Wednesday, November 19, 2008

I need help.

My friend and I are currently not talking.

Reason: Well my reason is that everytime I want to talk to her, she snaps at me. Her reason... I don't know, I'm annoying?

I don't want to regret when I'm 40 or so that I never kept this friendship because I'm... selfish that way? I don't like losing stuff especially when I know that it could have been prevented.

So when should I try to start talking to her again?
I'm scared that when I start again, she's going to snap yet again saying "Oh, so now you're talking!"

I tried yesterday. She was so mad. It seems like she gets mad just from me approaching her.
And also, she has had this grudge against some of our friends for a while because what they gave us for our birthdays was kind of uneven (me, 2 necklaces. her, a bag of cough drops.) and she couldn't really get over it. She stopped hanging out with them. I didn't because why should I? I don't have a problem with them. And they share a lot of classes with them.
Well today, I saw her laughing and talking with them.
I don't know, I got this feeling of betrayal. Did she feel betrayed when I kept hanging out with them? Well I already told her that I don't do it as much anymore, but if she's seriously mad about that then...
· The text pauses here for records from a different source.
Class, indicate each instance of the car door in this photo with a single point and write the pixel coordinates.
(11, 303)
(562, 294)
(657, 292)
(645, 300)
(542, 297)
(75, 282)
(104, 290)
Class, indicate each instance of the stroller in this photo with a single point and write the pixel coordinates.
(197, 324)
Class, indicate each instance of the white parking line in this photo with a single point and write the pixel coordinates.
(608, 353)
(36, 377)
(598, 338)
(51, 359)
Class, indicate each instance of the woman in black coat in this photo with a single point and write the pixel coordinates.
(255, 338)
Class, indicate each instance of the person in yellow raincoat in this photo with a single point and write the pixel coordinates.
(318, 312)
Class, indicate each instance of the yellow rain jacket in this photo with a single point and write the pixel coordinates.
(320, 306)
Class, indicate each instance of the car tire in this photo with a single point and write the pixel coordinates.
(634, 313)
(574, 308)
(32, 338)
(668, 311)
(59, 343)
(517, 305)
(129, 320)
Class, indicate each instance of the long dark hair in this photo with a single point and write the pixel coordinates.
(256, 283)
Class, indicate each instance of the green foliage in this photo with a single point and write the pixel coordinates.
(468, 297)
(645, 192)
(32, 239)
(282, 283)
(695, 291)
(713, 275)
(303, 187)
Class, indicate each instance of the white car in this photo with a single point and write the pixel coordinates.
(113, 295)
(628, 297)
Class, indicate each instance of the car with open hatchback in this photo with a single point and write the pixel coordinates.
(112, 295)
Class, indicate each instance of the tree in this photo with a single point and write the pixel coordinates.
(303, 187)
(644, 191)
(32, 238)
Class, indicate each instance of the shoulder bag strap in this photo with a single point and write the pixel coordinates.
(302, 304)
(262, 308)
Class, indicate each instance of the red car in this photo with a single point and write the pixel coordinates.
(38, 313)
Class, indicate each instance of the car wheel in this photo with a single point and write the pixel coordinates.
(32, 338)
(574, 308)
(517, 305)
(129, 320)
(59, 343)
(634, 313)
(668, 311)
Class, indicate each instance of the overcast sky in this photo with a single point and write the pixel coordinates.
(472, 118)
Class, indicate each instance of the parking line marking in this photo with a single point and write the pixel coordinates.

She says I have to think of her some more. It's kind of hard when she's not thinking equally as much of me. Or is she and I'm not noticing it? Well, if she is, then shouldn't she know by now that I won't know unless she tells it to me straight out? Plus, it's kind of hard to think of her when she never tells me anything. Again with the straightforward thing. I hate trying to decipher faces and actions, so I don't try. I only watch out for speech patterns. So is it my fault?

Well it's kind of boring talking to her anyways because all we ever talk about are classes and teachers. But, I want to keep it, even if all we ever do anymore is just wave hi.

Currently, we're acting like strangers.

1 comment:

Unknown said...

Do I know this friend of yours?

With that said, stop angsting.

If your friendships are making you miserable, back out. If you feel that you cannot connect to your friends, if you feel that there is no point to talking to them, why are you talking to them in the first place?

I used to stand around in seventh grade and wave at everyone in my class, and they all waved back. So it's not like you have to be best friends forever to wave at each other. So you can maintain a casual relationship and still talk; I know tons of people that I like but do not know well enough or see often enough to consider them my friends.

It seems like she's being the selfish one, not you. You can have a life separate from her, and it's her problem if she can't realize that and deal with it.

But either way, I think you'll want to talk to her.

And stop making yourself miserable, Egu. You shouldn't be.